Александр Костинский: То есть целый объект, в котором множество атомов.
Михаил Фейгельман: Целый объект. Имеются экспериментальные доказательства, например, того, что целый объект, имеющий размеры, я бы сказал, уже десятки микрон...
Александр Костинский: Но это очень большие размеры. Это пыль просто.
Михаил Фейгельман: В данном случае была не пыль, а это была специально изготовленная микросхемка главным образом из алюминия. Но, тем не менее, она вела себя как один квантовый объект. И это доказано экспериментально, это посчитано теоретически. И это маленький элемент того, что, может быть, когда-нибудь очень нескоро окажется элементом постройки квантового компьютера, а может быть, и не окажется.
Александр Костинский: Скажите, Михаил, а какие квантовые свойства... Ну, например, конечно, я опять же думаю, что я не испугаю наших слушателей, но как бы такое важное свойство квантовых объектов – они как бы находятся сразу в большом объеме. То есть их нахождение может быть, вот если вы говорите о таком макрообъекте (и мы закончим физическую часть и перейдем к образовательной), скажите, что этот объект... Какое свойство было квантовым?
Михаил Фейгельман: Свойство следующее. Ну, немножко упростив, этот объект можно себе представить, как колечко, по которому течет ток. Так вот, естественно было бы думать, что ток этот может по колечку течь по часовой стрелке или против часовой стрелки. А квантовое свойство этого объекта состоит в том, что его можно привести в состояние, когда он находится и в том, и в другом состоянии одновременно. Ну, как интерференция: электрон может находиться в нескольких состояниях и изображать из себя волну, которая может интерферировать. Вот таким образом в этой системе интерферируют два разных направления токов в почти макроскопической системе. И это было экспериментально продемонстрировано.
Александр Костинский: И понятно, что если вы можете сразу моделировать явление, то в действительности это в вычислительной технике, ну, действительно, может быть, в далеком будущем сулит... или, может быть, не в очень далеком, сулит довольно серьезные вычислительные результаты. Но мы сейчас уже не будем этим заниматься, хотя это безумно интересно.
А сейчас у Елены Чернышковой я еще спрошу такую вещь по организационным вопросам. Скажите, пожалуйста, вот сам отбор... ведь что важно, качество определяется отбором. Вот какими бы ни были технические средства, сколько бы денег ни заплатить, очень важен сам отбор. Насколько вы доверяете своим экспертам?
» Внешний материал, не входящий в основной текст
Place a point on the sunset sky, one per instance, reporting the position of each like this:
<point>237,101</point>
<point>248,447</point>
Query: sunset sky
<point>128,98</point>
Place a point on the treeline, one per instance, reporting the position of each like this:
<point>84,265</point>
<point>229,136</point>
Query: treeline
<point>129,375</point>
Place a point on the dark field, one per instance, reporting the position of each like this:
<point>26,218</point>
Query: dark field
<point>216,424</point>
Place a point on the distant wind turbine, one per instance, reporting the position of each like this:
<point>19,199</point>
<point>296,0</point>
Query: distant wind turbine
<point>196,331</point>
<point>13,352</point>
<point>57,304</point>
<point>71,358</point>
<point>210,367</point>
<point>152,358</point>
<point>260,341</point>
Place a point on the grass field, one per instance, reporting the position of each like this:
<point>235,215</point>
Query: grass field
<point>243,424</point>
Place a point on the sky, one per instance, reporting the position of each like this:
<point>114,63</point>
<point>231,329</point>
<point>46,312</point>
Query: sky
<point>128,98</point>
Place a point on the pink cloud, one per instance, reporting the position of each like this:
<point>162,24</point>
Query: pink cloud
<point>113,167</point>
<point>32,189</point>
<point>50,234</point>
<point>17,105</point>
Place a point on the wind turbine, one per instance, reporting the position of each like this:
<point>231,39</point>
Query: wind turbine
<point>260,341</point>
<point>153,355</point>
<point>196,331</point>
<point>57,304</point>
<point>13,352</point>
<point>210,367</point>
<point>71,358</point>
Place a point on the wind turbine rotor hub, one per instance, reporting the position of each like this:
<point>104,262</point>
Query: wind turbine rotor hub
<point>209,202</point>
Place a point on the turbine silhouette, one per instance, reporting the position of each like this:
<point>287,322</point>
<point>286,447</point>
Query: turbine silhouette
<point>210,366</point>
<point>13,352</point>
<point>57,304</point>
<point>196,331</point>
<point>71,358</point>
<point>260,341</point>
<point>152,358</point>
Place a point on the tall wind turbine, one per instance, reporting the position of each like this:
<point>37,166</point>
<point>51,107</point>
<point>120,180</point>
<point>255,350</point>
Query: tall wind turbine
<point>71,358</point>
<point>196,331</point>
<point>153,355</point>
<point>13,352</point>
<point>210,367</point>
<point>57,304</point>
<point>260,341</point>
И насколько у вас есть возможность как бы... может быть, слово «проверять» не очень хорошее, но иметь независимую оценку того, что ваши эксперты выбирают правильно?
Елена Чернышкова: Какой это сложный вопрос для меня. Но это очень хороший вопрос. Спасибо все равно за него.
Идея такая. Мы работаем и мы всецело полагаемся на компетенцию нашего ученого совета. Это правда. Но дело в том, что если бы мы даже не хотели этого делать, у нас нет шансов, так сказать, их проверить, потому что иногда, когда они обсуждают между собой какую-нибудь научную проблему, я, правда, вот только предлоги понимаю. Но я, как директор Фонда, как раз и горжусь тем, что я плохо понимаю физику, потому что вижу свою роль именно в администрировании процесса. И чем меньше я понимаю собственно в предмете, мне кажется, тем чище этот эксперимент. Знаете, как министр военной промышленности не должен быть военным желательно. Так же я думаю и про наш Фонд.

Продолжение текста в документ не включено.